Adaptive codebook search and fixed codebook search are carried out in codebook search unit 620.Interior inserting through closed loop pitch search and the pumping signal through the past calculated adaptive codebook vector, in subframe unit, can carry out adaptive codebook search.The adaptive codebook parameter can comprise the gain of pitch cycle and pitch wave filter.Can produce pumping signal through linear prediction synthesis filter, so that simplify the closed loop search.

The fixed codebook structure forms based on crossover monopulse displacement (ISSP) design.The codebook vectors that will comprise 64 positions of locating 64 pulses respectively is divided into four tracks, and each track comprises 16 positions.According to transfer rate, the pulse of predetermined number can be positioned at each of four tracks.Because therefore code book index indication track position and impulse code need not store code book, and can only use this code book index to produce pumping signal.
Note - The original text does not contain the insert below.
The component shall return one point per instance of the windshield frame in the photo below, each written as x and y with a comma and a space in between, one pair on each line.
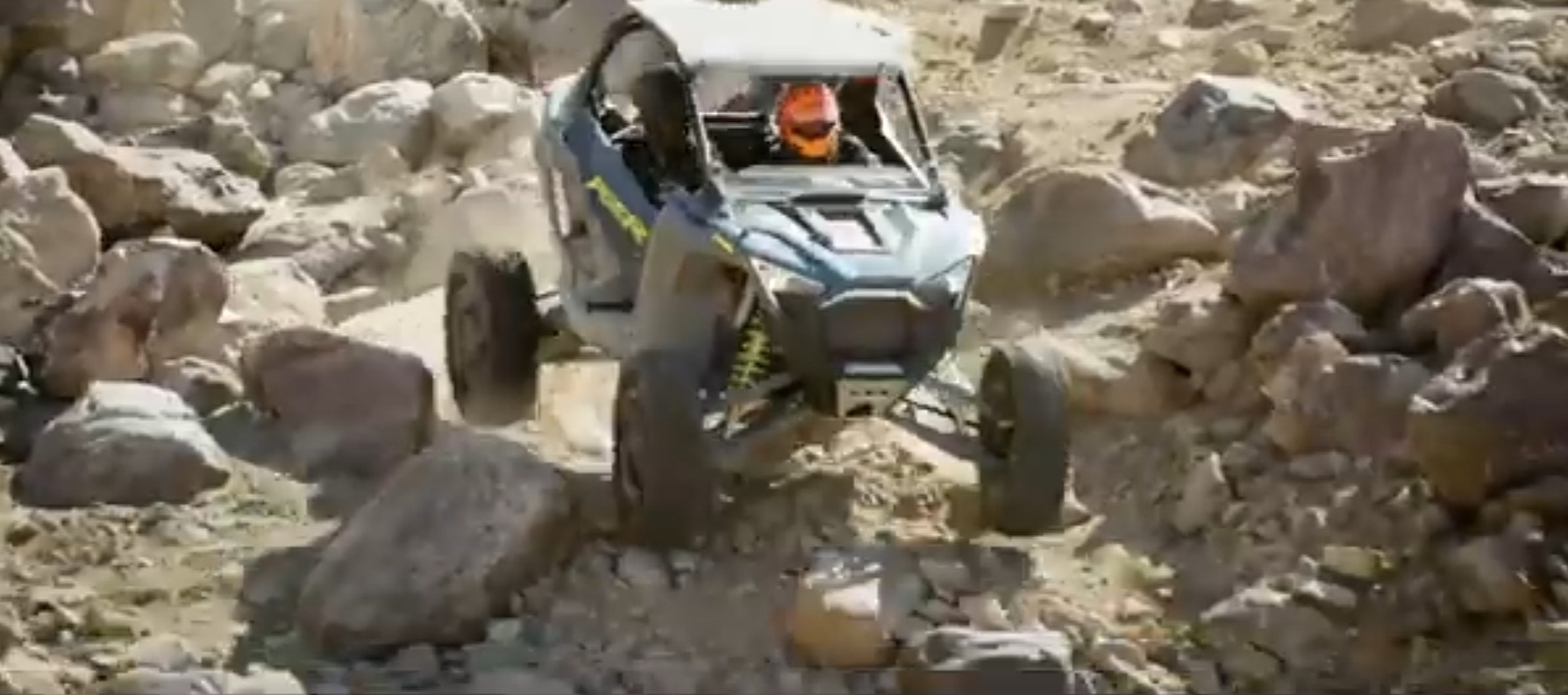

Sound decorder shown in Figure 12 can be carried out above-mentioned decode procedure in time domain.And if use linear prediction interpretation method coded input signal by the sort module shown in Fig. 1 100, then linear prediction analysis unit 600 can be chosen wantonly.

The invention is not restricted to the sound decorder shown in Figure 12.In other words, can use within the scope of the invention except the sound decorder shown in Figure 12, the various sound decorders of encoding speech signal efficiently.

Figure 13 is the block diagram of another embodiment of one in first coding unit 210 to the m coding unit 220 shown in Fig. 1.Coding unit shown in Figure 13 can be an audio coder.

With reference to Figure 13, audio coder comprises bank of filters 700, psychologic acoustics modeling unit 710 and quantifying unit 720.

Bank of filters 700 converts input signal into frequency-region signal.Bank of filters 700 can be carried out cosine transform to input signal, for example, revises discrete cosine transform (MDCT).

Psychologic acoustics modeling unit 710 is calculated the masking threshold of input signal or the SMR of input signal.Quantifying unit 720 uses the masking threshold that is calculated by psychologic acoustics modeling unit 710 to quantize the MDCT coefficient by bank of filters 700 outputs.Alternatively, in order in given bit rate scope, to minimize audible distortion, quantifying unit 720 can be used the SMR of input signal.

Audio coder shown in Figure 13 can be carried out above-mentioned cataloged procedure in frequency domain.

The invention is not restricted to the audio coder shown in Figure 13.In other words, can use within the scope of the invention except the audio coder shown in Figure 13, various audio coders of coding audio signal (advanced audio code translator) efficiently.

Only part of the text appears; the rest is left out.